I categorically refuse to accept “Leo Barry, you star!” as a great call. It’s better than “Barry takes the mark,” but is not that momentous.

2006: West Coast defeat Sydney
“Who would have thought the sequel would be just as good as the original?” Unlike the spontaneous outcry of 2005, surely Hudson planned this one in advance.

The Seven-broadcasted grand finals have a certain gravitas that the Nine/Ten-broadcasted ones lack; think 2008 and 2010, purely on McAvaney and Cometti’s commentary.

For sheer strength of lines, Hudson was the only outsider who could hang with those two.

2008: Hawthorn defeat Geelong
“Do you get the impression it’s now Geelong hanging on instead of Hawthorn? I do.” This is not memorable but it is clairvoyant and vindication for McAvaney.

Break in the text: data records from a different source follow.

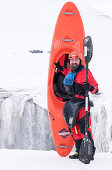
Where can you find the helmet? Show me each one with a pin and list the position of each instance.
(75, 54)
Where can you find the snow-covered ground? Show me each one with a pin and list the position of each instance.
(41, 160)
(27, 25)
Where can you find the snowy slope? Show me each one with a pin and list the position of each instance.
(28, 25)
(41, 160)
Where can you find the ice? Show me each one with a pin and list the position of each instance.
(28, 25)
(23, 123)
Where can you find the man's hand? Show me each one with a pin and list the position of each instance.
(58, 66)
(88, 87)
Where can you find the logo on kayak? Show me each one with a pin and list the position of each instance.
(64, 133)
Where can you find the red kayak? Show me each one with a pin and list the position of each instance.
(68, 36)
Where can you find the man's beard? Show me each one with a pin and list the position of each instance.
(74, 66)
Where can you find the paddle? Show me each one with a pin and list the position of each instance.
(86, 149)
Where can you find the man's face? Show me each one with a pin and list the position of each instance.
(74, 63)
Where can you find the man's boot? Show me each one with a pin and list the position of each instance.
(76, 154)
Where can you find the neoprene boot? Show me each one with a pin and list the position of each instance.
(76, 154)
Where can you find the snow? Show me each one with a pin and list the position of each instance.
(41, 160)
(28, 25)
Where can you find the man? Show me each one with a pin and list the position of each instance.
(74, 110)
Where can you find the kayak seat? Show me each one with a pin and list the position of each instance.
(58, 86)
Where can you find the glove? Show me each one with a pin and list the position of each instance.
(58, 66)
(88, 86)
(69, 90)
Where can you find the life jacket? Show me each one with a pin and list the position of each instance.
(77, 80)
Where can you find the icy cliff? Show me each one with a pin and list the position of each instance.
(24, 123)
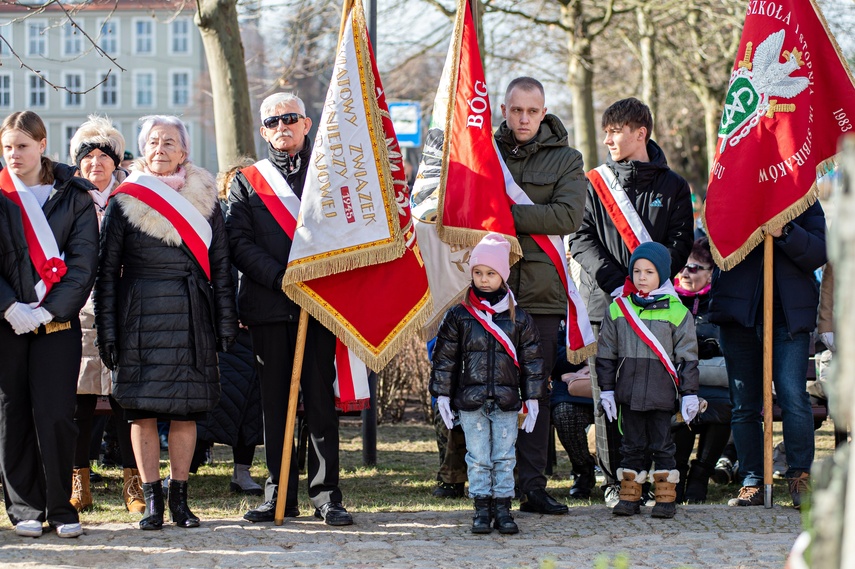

About a minute before Stuart Dew begins his barrage in the third quarter, the Hawks were up by a few points and the ball was end-to-end, with many of us still wondering when Geelong would finally take control of this thing.

2010: St Kilda drew with Collingwood
“Anything will do for St Kilda.” McAvaney, with the ball 20 metres out from St Kilda’s goal with about 40 seconds left.

I still don’t actually know how Collingwood cleared that ball and if you freeze-frame there are around six Saints charging towards the ball in a line, defended by only Ben Reid and Heath Shaw.

To think a rushed behind in that play would have won a premiership, the mind boggles.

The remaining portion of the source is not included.